To keep up with the fast moving ML/DS space, I wanted a registry of curated content that I found useful and might want to refer to in the future. The large number of blogposts and the variety of content covered makes it difficult to manually tag entries and organize them in a principled manner.
I built a web app that takes as input a curated list of sources (blogs, newsletter, websites) and queries their RSS feeds. The HTML pages retrieved are parsed to retrieve <article>
tags and be formatted to the hierarchical Article
and Paragraphs
schemas.
The text objects are embedded using the Contextionary
Weaviate module. This stores both the raw text and the vector representation. Objects can be queried using the Weaviate GraphQL API. I built a GUI for for simple "keyword" and "concept" (vector) searches.
The embedding defined by the Contextionary
can be queried to retrieve nearest neighbors. Also, concepts
can be added to the Contextionary
by writing a text definiton. Existing concepts can be modified with new definition to tune the embedding for your use case.
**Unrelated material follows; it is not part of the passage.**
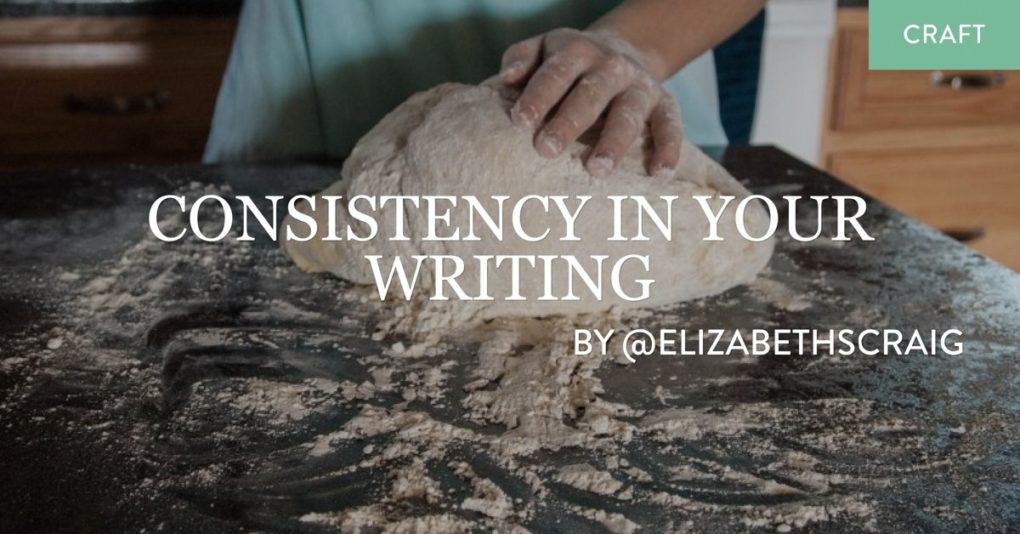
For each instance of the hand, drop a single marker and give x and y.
(588, 73)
For the keyword query "future", the sorted results are:
- ""Validating your data with Hamilton"
- "Deployment for Free -- A Machine Learning Platform for Stitch Fix's Data Scientists"
- "Introduction to streaming for data scientists"
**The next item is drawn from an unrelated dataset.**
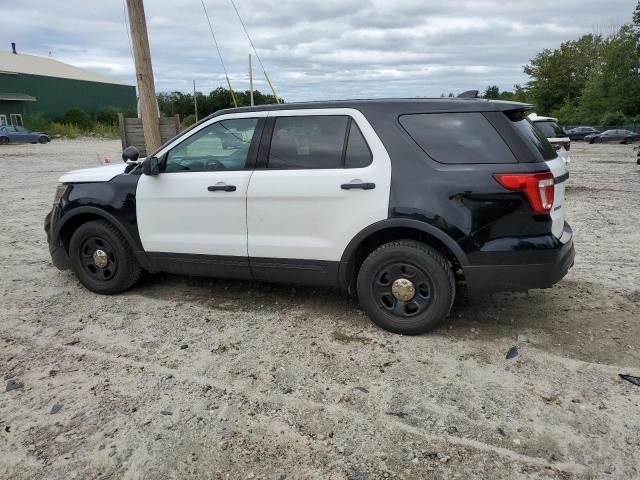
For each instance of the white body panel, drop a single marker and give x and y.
(176, 213)
(305, 214)
(97, 174)
(558, 210)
For the semantic query "future", the sorted results are:
- "Explosion in 2021: Our Year in Review"
- "7 reasons not to join a startup and 1 reason to"
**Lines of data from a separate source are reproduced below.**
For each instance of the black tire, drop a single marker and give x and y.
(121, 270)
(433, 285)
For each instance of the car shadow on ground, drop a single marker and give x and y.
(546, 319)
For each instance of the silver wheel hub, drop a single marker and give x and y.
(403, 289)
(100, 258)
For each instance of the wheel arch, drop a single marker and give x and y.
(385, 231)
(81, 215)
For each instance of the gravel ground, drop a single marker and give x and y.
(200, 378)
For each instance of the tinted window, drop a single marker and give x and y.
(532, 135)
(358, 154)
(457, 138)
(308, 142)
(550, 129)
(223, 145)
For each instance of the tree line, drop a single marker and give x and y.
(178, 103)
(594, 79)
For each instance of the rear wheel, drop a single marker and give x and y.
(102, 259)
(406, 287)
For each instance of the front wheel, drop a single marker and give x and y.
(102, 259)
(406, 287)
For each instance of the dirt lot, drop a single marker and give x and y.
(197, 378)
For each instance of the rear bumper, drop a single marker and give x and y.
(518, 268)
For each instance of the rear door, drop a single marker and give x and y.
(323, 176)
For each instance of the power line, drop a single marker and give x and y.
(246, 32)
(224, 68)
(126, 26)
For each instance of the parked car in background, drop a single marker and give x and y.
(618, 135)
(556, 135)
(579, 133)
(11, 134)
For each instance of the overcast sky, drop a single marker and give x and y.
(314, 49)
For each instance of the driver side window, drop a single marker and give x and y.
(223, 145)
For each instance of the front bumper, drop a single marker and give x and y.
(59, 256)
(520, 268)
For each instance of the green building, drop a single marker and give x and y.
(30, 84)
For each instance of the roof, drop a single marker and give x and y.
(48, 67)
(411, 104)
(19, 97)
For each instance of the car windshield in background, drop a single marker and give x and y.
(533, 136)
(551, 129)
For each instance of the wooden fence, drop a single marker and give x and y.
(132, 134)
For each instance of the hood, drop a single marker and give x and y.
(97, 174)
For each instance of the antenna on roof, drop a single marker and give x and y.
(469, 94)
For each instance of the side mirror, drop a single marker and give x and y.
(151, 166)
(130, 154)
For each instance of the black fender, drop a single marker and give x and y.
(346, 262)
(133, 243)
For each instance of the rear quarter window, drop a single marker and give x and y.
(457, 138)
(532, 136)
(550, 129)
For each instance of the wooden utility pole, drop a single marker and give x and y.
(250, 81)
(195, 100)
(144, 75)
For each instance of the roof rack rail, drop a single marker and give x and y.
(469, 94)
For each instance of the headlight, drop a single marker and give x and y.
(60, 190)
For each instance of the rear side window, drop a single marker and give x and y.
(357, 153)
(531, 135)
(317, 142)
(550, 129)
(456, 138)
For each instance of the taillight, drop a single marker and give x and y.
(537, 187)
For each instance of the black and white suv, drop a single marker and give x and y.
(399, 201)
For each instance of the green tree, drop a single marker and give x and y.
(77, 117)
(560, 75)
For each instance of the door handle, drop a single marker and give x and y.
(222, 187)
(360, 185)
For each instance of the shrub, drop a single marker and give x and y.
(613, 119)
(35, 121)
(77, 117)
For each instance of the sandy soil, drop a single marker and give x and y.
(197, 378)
- "Machine Learning Tools Landscape v2 (+84 new tools)"
For the query "future" for both keyword + semantic:
- "7 reasons not to join a startup and 1 reason to"
- "Enabling Creative Expression with Concept Activation Vectors"
- "Towards Helpful Robots: Grounding Language in Robotic Affordances"
Default nearest neighbor for "future":
- hopes
- bringing
- potential
Default nearest neighbor for "mlops:
- "ops"
- "yongsonpa"
- "pluginbenchmarkaddon"
After defining "mlops" using wikipedia passages:
- developed
- relies
- demonstrate (That's a step in the right direction!)